The Lehrers’ lives have impact. Their work—whether it’s greening schools, which touches millions of kids; building synagogues, churches, or summer camps; working in green infrastructure; or redesigning the LA river, schools, parks—it’s all about health. Together, their work has touched the lives of millions of Angelenos and people beyond the city. The impact is human.
The work confronting us is scary. Solving the problems before us will take all of us holding hands and connecting our values. The urgency is today. But what the Lehrers’ work represents is hope, power, and the ability to make change radically and beautifully. It’s the ability to change institutions, and to work with business and the community to make things happen…
This ceremony today, hosted by the American Jewish Committee, is a celebration of the values that this family represents. This family of Los Angeles—this family of Jews integrated with this community—is being called upon to stand up and access the values that are inherent in us and that have saved us in the past.

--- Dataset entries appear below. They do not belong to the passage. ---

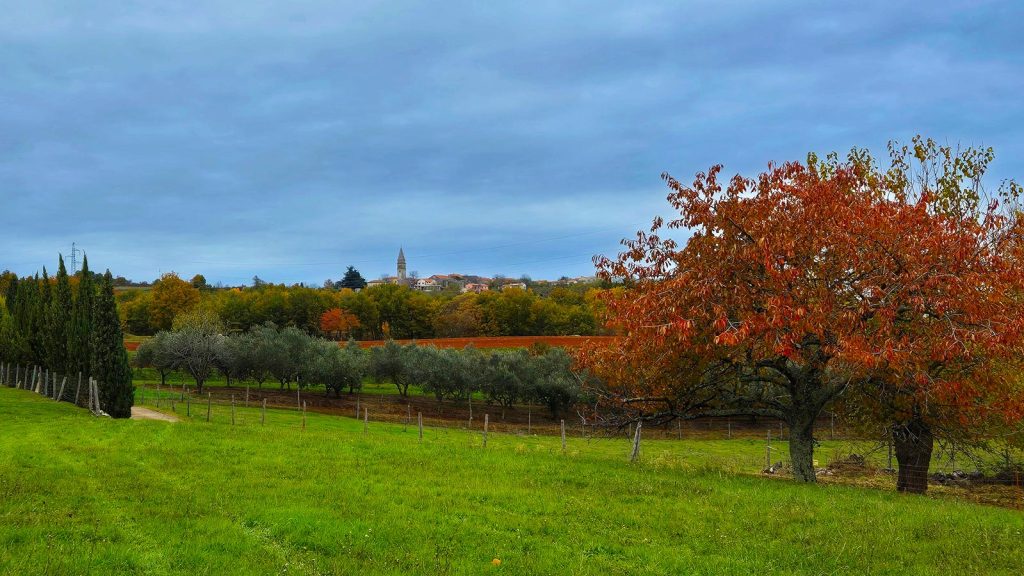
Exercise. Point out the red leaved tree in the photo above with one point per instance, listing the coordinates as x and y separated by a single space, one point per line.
803 285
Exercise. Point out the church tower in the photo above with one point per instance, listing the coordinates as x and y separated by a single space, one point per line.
401 268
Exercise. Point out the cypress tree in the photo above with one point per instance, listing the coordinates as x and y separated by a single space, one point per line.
58 324
37 312
110 361
81 330
11 296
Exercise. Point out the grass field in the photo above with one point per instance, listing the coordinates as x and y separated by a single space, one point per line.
81 495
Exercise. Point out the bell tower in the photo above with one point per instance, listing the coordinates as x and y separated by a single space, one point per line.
401 266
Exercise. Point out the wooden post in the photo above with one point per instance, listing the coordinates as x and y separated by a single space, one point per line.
636 444
486 419
563 437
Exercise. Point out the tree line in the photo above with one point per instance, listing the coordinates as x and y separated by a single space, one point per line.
69 325
894 295
289 356
370 314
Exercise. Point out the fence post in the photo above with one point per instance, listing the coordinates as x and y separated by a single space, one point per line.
563 437
636 443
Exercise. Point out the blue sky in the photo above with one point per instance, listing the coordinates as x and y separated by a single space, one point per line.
289 139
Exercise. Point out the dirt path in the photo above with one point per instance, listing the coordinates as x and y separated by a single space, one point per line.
138 413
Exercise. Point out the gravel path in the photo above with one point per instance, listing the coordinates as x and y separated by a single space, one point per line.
138 413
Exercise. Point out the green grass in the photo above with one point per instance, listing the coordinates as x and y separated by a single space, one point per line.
82 495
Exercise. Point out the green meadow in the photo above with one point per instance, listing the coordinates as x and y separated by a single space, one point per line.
85 495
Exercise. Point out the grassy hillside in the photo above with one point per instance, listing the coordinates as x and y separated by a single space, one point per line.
85 495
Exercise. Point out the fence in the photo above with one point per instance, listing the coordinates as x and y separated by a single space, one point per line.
83 393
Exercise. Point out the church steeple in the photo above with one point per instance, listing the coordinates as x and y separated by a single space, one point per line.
401 265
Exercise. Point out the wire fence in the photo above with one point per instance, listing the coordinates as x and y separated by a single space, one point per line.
82 392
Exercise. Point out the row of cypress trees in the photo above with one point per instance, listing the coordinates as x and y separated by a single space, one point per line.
50 323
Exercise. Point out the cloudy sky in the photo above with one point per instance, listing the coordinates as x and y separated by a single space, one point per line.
288 139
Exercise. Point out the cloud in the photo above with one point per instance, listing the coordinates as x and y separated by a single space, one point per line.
290 139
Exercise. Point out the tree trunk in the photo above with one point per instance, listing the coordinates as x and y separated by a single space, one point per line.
802 450
912 443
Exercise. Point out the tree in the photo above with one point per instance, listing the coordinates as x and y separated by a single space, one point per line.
339 368
157 354
352 280
80 333
110 360
338 323
171 296
58 329
195 348
387 364
782 298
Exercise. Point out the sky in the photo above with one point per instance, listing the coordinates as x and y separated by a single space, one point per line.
291 139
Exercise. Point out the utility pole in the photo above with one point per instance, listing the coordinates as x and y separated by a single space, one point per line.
74 258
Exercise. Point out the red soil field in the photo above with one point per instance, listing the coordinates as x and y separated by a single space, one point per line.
497 341
478 341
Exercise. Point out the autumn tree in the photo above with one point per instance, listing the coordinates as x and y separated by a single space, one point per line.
338 323
171 296
792 290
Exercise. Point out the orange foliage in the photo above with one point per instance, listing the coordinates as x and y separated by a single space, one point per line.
338 322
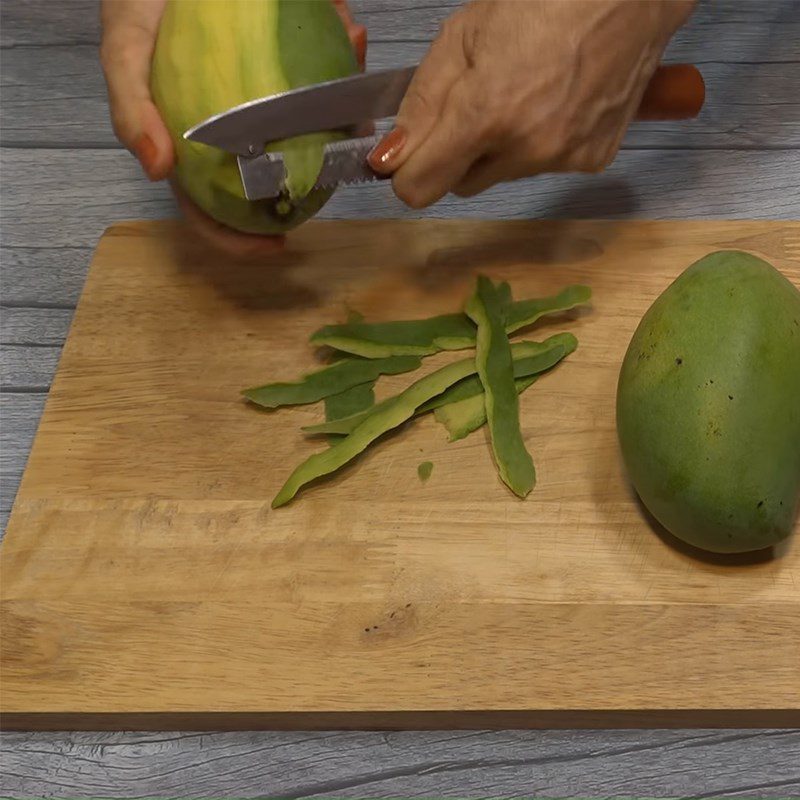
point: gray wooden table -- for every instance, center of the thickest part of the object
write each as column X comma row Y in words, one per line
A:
column 65, row 178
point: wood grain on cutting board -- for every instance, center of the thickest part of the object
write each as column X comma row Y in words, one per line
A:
column 144, row 575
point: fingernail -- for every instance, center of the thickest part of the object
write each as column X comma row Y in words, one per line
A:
column 359, row 40
column 382, row 155
column 147, row 154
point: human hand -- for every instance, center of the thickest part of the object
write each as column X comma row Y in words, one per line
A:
column 515, row 88
column 130, row 28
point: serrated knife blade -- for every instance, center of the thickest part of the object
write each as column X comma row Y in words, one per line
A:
column 333, row 105
column 343, row 162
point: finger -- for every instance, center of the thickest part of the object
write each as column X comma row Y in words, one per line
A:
column 484, row 174
column 221, row 237
column 457, row 141
column 130, row 28
column 426, row 95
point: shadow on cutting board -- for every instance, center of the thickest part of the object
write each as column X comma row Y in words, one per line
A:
column 257, row 284
column 550, row 245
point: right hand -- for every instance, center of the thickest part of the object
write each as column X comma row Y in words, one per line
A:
column 130, row 29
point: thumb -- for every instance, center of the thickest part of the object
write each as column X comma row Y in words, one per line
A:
column 424, row 100
column 130, row 28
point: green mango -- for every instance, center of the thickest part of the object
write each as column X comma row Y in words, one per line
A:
column 708, row 405
column 211, row 55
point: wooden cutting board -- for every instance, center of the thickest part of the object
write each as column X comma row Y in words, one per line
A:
column 147, row 583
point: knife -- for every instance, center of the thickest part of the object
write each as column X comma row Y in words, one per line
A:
column 675, row 92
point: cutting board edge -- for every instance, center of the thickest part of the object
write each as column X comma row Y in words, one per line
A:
column 784, row 718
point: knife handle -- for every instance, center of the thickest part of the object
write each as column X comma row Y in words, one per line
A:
column 676, row 91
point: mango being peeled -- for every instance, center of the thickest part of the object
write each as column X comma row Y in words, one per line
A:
column 708, row 405
column 214, row 54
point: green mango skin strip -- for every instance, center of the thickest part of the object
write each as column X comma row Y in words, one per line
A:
column 335, row 379
column 356, row 400
column 553, row 350
column 352, row 402
column 495, row 368
column 424, row 337
column 383, row 419
column 424, row 470
column 465, row 416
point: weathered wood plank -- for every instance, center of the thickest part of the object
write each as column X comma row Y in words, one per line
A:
column 67, row 198
column 24, row 367
column 503, row 764
column 50, row 276
column 55, row 96
column 20, row 414
column 34, row 327
column 755, row 30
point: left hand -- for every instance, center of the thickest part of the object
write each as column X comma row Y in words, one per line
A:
column 130, row 29
column 514, row 88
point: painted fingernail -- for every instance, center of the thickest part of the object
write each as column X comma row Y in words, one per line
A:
column 146, row 152
column 382, row 155
column 358, row 37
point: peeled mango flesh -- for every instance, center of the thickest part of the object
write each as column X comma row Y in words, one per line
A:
column 708, row 405
column 214, row 54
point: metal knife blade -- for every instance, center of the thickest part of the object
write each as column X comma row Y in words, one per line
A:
column 345, row 161
column 245, row 129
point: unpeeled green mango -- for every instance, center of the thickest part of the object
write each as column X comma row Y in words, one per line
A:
column 214, row 54
column 708, row 405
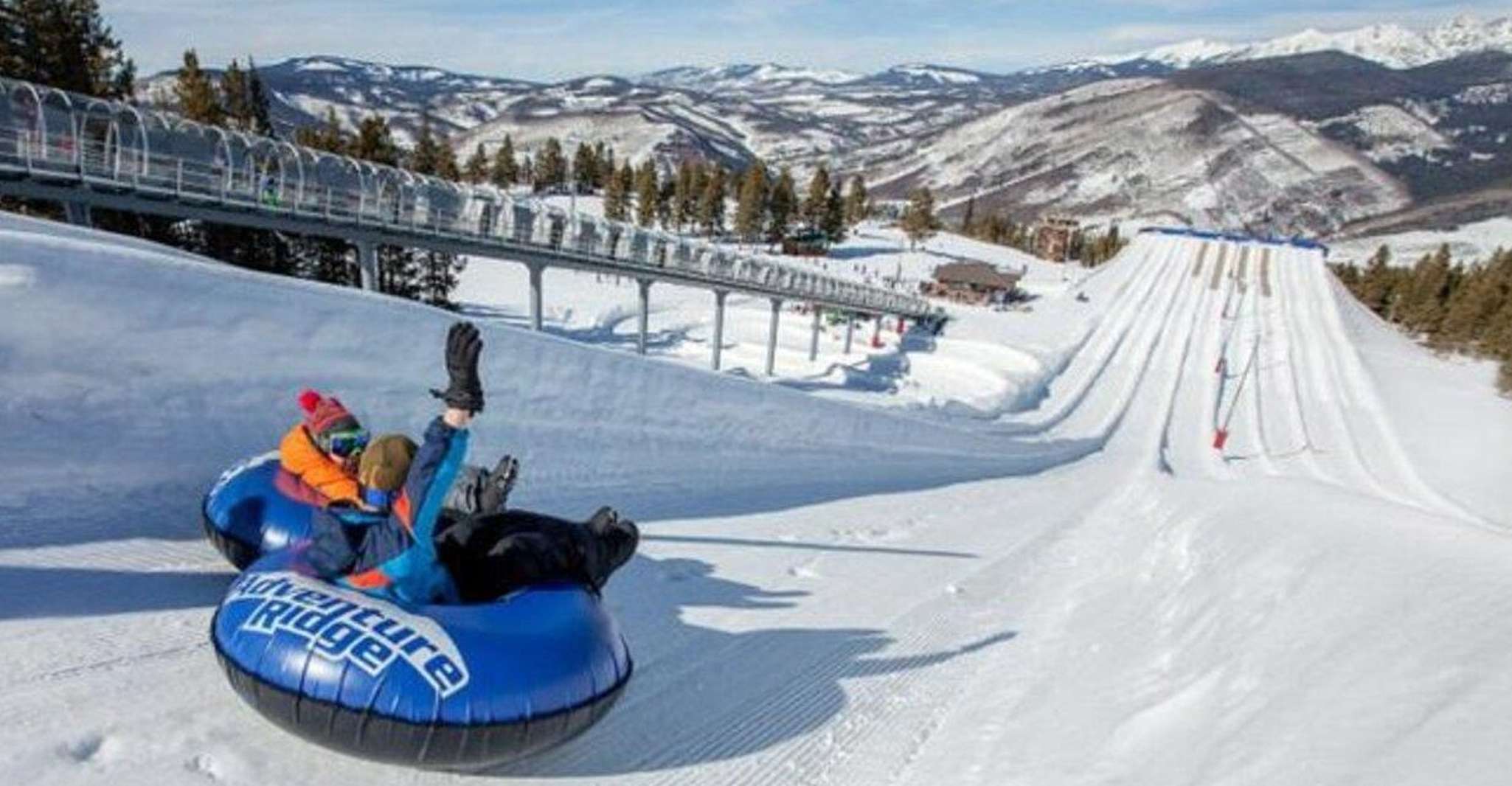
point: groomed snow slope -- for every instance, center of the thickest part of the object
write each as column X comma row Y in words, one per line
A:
column 1112, row 600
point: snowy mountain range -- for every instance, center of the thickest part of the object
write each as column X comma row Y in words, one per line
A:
column 1412, row 115
column 1387, row 44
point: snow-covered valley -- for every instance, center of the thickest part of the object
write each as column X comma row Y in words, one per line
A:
column 1008, row 555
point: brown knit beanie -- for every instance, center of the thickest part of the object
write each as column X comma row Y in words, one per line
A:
column 386, row 463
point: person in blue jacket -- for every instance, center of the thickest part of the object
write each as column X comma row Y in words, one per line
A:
column 420, row 552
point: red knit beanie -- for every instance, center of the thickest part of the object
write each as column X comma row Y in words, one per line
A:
column 325, row 414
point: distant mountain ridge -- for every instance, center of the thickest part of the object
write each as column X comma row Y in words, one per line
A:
column 1356, row 126
column 1387, row 44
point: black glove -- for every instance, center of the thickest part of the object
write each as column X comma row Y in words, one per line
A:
column 465, row 390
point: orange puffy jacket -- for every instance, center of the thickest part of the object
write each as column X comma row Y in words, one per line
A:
column 303, row 459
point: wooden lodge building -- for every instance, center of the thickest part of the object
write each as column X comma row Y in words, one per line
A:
column 974, row 283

We have here today heroes who are bringing us together, causing us to hold hands, and giving us a way to have hope and strength and partnership. That’s why we’re presenting them with the Yellin Leadership Award. The design of this sculpture represents something sprouting—seeds of hope, seeds of dreams, or seeds of strength—all united in the soil of rainbow colors representing who we are. Mia and Michael, it’s a delight to present this award to you on behalf of the American Jewish Committee.